I think the GOP's biggest problem was overconfidence.
They just couldn't imagine the country re-electing Obama given the jobless rate and state of the economy.
So, instead of worrying about electibility and moving a few inches more toward the center, they got involved in a long and expensive primary battle, and their platform, if anything, moved further to the right.
Romney attempted to move back toward the center, but he had to move so far that he looked wishy-washy and inconsistent.
The 47% remark was a devastating torpedo.
Add in the rape remarks of a couple high profile candidates (and they happened just at the point when a lot of undecideds were making up their minds.)
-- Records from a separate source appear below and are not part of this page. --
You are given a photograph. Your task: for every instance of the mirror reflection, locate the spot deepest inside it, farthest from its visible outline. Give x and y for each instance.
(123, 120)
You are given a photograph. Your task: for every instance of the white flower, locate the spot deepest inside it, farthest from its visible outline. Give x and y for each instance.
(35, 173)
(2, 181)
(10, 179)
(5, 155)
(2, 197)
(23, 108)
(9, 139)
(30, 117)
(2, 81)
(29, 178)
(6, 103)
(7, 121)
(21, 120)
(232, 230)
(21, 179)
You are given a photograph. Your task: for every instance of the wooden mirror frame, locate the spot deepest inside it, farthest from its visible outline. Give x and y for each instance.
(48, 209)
Add in the loss of momentum with Sandy. And the NJ governor working hand in hand with Obama - which didn't help the GOP argument that Obama was not capable of any kind of bipartisan action. And the memories of how Bush messed up with Katrina. (When the GOP was doing everything humanly possible to distance itself from Dubbya.)
But the killer, I think, is that they underestimated Obama's "ground game" and his ability to get his constituents out to vote. In that regard, the youth of the democratic party is a big advantage. Energy, social media, neighborhood organizations, etc.
Given the fact that evangelicals make up such a huge portion of the party, I doubt that we'll see the GOP move very much on the kinds of social issues that are involved there.
More likely, they'll soften on immigration and make a play for the Latino voters. Bush did much better with that demographic and it got him elected twice.